The assessment will continue without stimulation. Physiological parameters (ECG; pupil diameter, 15 min; and heartbeat perception task, 5 min) will be measured, MRI (rest, 15 min) will be performed, and a self-report questionnaire will be administered.

Cross-over evaluations

The same set of evaluations will be conducted at intervals of at least 1 week (details shown in the Interval Considerations section below). Stimulation methods will be crossed to account for any variations.

Adverse event evaluation

Participants will be instructed via email to contact the physician if they experience any adverse events during the experimental period (from the first test date to 1 week after the second test date).

Interval considerations

An interval of at least 1 week will be maintained to eliminate the potential carryover effect of taVNS (15-min stimulation). Previous studies employing crossover designs have utilized various stimulus intervals, including 50-min stimulation, 48-h interval [10]; 4-min stimulation, 1-week interval [11]; and 30-min stimulation, 1-week interval [12]. Based on the fact that prior studies set a maximum of 1 week to eliminate the carryover effect, we also set a 1-week interval in the present study, thereby aligning with previous practices.

Heartbeat perception task

To examine the effects of the taVNS on changes in visceral perception, we will employ a heartbeat detection task. Participants will be instructed to independently count their heartbeats during specific intervals (25 s, 35 s, and 45 s) without relying on palpation, while their actual heart rate was concurrently monitored using a pulse meter (see [13] for details).

Physiological measures

ECG

ECG will be measured using a two-lead ECG acquisition device (BrainAmp; Brain Products GmbH, Gilching, Germany) in order to assess changes in heart rate, as a primary outcome, and HRV. ECG data will be recorded using two disposable sticker-type electrodes, one on the left arm and one on the right arm, and another electrode on the right leg.

Pupil diameter

The variation in pupil diameter may reflect the activity of the nucleus tractus solitarius and the nucleus accumbens. Therefore, we will seek to evaluate the POM for the taVNS by analyzing the rate of change before and after stimulation. Pupil diameter was measured using a wearable eye-tracking device (Pupil Core; Pupil Labs, Berlin, Germany).

MRI acquisition

An MRI system equipped with a head coil (MAGNETOM Skyrafit 3T; Siemens Healthineers, Erlangen, Germany) will be used to acquire an anatomical volume image and fMRI images of each participant. To obtain a reference image for analysis, a structural image (T1-weighted magnetization-prepared rapid gradient-echo) will be captured with the following sequence parameters: repetition time (T_R)/echo time (T_E) = 2500/2.18 ms, voxel size = 0.8 × 0.8 × 0.8 mm, flip angle = 8°, and field of view (FOV) = 206 × 206 mm. To obtain resting-state fMRI images, parameters for single-shot echo-planar imaging will be set at T_R/T_E = 800/34.4 ms, 60 axial slices with a thickness of 2.4 mm and a 0.6-mm interslice gap, flip angle = 52°, matrix size = 86 × 86, and FOV = 206 × 206 mm. Images will be angled along a line connecting the anterior and posterior commissures.

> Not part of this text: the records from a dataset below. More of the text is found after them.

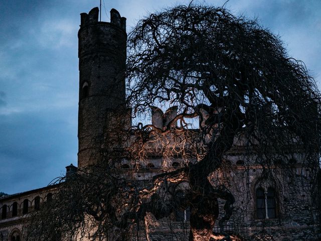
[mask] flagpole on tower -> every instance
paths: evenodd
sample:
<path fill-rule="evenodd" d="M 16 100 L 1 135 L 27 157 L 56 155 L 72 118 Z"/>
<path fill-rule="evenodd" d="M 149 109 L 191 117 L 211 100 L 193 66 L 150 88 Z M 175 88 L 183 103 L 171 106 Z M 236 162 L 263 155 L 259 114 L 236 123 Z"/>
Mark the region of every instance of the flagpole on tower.
<path fill-rule="evenodd" d="M 101 0 L 100 0 L 100 6 L 99 8 L 99 14 L 100 15 L 100 22 L 101 22 Z"/>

Our protocol aligns with the harmonized protocol for clinical MRI studies in the context of a national project, Brain/MINDS Beyond (https://brainminds-beyond.jp) to ensure standardized and high-quality neuroimaging. During resting-state fMRI, participants will be asked to keep their eyes open in order to ensure consistent data collection.

Questionnaires

Multidimensional assessment of awareness of interoceptive awareness (MAIA)

The MAIA was designed to examine the interoceptive-perceptive characteristics of study participants. This self-report questionnaire consists of 32 items and assesses 8 dimensions of trait interoceptive sensitivity [13]. The current study will use the Japanese version of MAIA, which has been validated using exploratory factor analyses that resulted to reducing the questionnaire items from 32 to 25 and from 8 to 6 dimensions [14]. Despite these modifications, the items used in the current study will include the original 32-item version to ensure compatibility with data from previous research [15].

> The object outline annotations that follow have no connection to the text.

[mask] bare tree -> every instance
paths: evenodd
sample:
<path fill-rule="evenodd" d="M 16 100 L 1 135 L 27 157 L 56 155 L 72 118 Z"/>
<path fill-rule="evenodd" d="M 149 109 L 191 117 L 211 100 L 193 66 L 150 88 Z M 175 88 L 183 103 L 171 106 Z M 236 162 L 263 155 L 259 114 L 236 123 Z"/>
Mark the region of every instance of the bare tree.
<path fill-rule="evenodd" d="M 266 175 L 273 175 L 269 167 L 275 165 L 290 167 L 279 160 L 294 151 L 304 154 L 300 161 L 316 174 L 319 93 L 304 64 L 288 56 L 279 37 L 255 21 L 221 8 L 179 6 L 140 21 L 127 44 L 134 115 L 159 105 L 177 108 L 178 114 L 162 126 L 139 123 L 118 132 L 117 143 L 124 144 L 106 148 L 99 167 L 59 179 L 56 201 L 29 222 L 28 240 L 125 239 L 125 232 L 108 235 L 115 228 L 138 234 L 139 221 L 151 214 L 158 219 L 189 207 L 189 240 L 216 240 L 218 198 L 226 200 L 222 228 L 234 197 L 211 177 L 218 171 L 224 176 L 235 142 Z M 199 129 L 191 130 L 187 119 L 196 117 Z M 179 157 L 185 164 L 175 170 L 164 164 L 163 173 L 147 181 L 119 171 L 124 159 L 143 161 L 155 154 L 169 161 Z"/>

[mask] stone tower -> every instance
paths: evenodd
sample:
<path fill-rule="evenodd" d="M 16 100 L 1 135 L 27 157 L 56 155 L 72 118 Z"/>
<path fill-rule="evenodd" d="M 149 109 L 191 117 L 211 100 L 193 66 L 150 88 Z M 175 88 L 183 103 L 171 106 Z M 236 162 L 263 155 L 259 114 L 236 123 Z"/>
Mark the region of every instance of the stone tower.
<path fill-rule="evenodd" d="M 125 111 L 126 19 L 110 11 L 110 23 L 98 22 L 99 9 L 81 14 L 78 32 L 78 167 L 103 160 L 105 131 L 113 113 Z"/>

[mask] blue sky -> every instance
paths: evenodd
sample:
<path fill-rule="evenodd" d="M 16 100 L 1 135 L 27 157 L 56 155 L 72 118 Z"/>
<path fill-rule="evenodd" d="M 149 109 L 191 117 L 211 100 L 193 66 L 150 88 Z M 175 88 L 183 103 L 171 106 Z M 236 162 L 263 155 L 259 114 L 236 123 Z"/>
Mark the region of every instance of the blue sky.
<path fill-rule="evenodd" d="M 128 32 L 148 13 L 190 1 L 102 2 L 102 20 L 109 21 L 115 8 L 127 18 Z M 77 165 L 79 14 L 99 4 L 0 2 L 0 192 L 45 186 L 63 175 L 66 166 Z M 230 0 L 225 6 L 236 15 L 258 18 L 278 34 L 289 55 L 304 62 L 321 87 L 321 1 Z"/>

State-trait anxiety inventory (STAI)

The STAI was designed to examine mood changes in individuals undergoing taVNS. This self-report questionnaire consists of 40 items and measures state anxiety and trait anxiety. It uses a four-point Likert scale, with higher scores indicating greater anxiety [16]. The Japanese version of STAI will be used in the current study. Its reliability and validity have been confirmed [17].

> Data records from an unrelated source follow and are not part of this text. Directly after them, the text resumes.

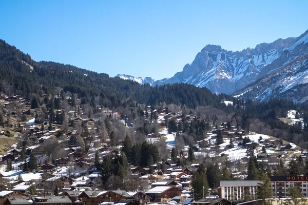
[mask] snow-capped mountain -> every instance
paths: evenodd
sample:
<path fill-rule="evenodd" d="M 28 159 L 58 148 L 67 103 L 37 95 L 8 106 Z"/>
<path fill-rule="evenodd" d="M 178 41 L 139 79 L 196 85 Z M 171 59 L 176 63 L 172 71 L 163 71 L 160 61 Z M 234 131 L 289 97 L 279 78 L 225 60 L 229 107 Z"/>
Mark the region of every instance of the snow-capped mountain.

Somatic symptom scale-8 (SSS-8)

The SSS-8 was designed to assess the physical symptoms of study participants. This self-report questionnaire consists of 8 items and assesses somatic symptom burden. It uses a five-point Likert scale, with higher scores indicating higher levels of somatic symptoms [18]. The current study will use the Japanese version of the SSS-8, which has been validated linguistically and psychologically and has been shown to have good internal consistency [19].

Interventions

Active taVNS

Active taVNS will be performed using a tVNS®R stimulator (tVNS Technologies GmbH, Erlangen, Germany), an adaptation of the commercially available tVNS®L medical device in Europe tailored for clinical research with adjustable stimulation variables. tVNS®R is considered a medical device in Europe, which is pivotal in our study.

Stimulation protocols

Test Stimulation (taVNS stimulation)

Electrical stimulation will be applied to the left auriculovagal boat (an area innervated by the auricular vagus nerve).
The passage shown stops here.